The 341 is operated by Stotts of Oldham.
It also joins the 394 at Gamesley ...
... a minimalist offering from High Peak.
Gamesley is another piece of Manchester overspill which, unlike Hattersley, has never had a bus service to the city centre.
Well it wouldn't have; as Gamesley is in D*rbysh*r* who wouldn't want to pay any contribution to buses to the dark Satanic mills of Cottonopolis. As a quid pro quo (sans any quids!) Manchester wouldn't want to offer anything for buses across the border in the depths darkest Derbys.

Of course, until April this year, you could have tottered through an old farm track ...
... to Dinting Vale whence you could have caught a 236 (formerly 6) into city.
But that option has now gone.

It is good to see all concerned working together to encourage the use of public transport.

So this is what The Long Reach does for fbb. It lures him into all sorts of bus byways and transport tryways; it opens up a whole new area of fascination and cerebellum stimulation for an aged brain.


A few more byways tomorrow - with a health warning. The fbbs are having a day out today (Shock horror! Of course socially distanced, full PPE, and buckets of sanitiser. **) meeting a couple of chums who are holidaying in Somerset. The halfway meeting point is Hestercombe Gardens near Taunton ...
... which looks rather splendid.

It will be a long day, so tomorrow's blog may need to be reduced a little in scope, depending on how much stomping around the borders and sniffing the gorgeous displays of monosodium glutamatas may be required!

** Actually no need to worry now as Boris and chums have decided that the virus is largely inactive until 10pm (2200 in real money) ...
... after which it becomes lethal.

 Next Long Reach Short Dips blog : Friday 25th Sept 


  1. The references to Salford in the last few blogs have reminded me of another quirk arising from the city's position adjacent to Manchester - there isn't and never has been any such thing as Salford city centre. Is Salford unique among UK cities in that its name never traditionally appeared on bus destination blinds? It does now but this is a recent development, perhaps over the last 15-20 years, and in this context it refers to the shopping centre in the Pendleton area of the city, once known as Salford Precinct. Historically inter-urban buses terminating in the city at Greengate or Victoria would either have shown 'Victoria' or 'Manchester' - never 'Salford'.

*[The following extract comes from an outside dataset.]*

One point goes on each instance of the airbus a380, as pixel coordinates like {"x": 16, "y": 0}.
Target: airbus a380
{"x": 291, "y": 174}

  2. FBB having yet another unnecessary dig without doing his research. Dinting Vale is still served by the 237 which runs from Glossop to Ashton every 20 minutes (previously twice per hour) - an improvement since the 236 left us.

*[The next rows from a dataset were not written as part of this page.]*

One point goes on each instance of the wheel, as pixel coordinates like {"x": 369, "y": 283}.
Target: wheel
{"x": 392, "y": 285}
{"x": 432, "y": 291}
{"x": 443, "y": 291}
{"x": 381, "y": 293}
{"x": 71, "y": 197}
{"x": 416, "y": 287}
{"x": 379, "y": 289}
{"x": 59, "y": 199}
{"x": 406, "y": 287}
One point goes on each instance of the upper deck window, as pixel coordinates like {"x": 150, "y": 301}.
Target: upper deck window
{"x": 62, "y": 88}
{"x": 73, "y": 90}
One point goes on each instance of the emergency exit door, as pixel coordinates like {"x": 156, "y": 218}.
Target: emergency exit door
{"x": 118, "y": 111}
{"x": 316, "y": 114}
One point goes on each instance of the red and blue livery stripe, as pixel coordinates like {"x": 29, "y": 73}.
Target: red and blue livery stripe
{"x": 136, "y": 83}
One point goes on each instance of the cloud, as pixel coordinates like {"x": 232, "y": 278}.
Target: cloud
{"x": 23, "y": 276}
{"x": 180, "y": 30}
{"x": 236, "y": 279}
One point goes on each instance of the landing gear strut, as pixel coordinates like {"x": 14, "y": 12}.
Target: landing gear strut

    The 237 turns right in the photo above turning into Newshaw Lane roughly where the first white car is in the photo of Dinting Vale. It runs via Hadfield and Tintwistle - a longer way round but via more chimney pots so picking more people up so probably more sustainable in the long run. The alternative stop to the shelter in the photo is just off camera to the right after the bus has turned into Newshaw Lane.

    Not got a copy of 'The Long Reach' myself but an acquaintance has and its excellent. Oh and I'm fairly sure the 237 is covered in the book FBB!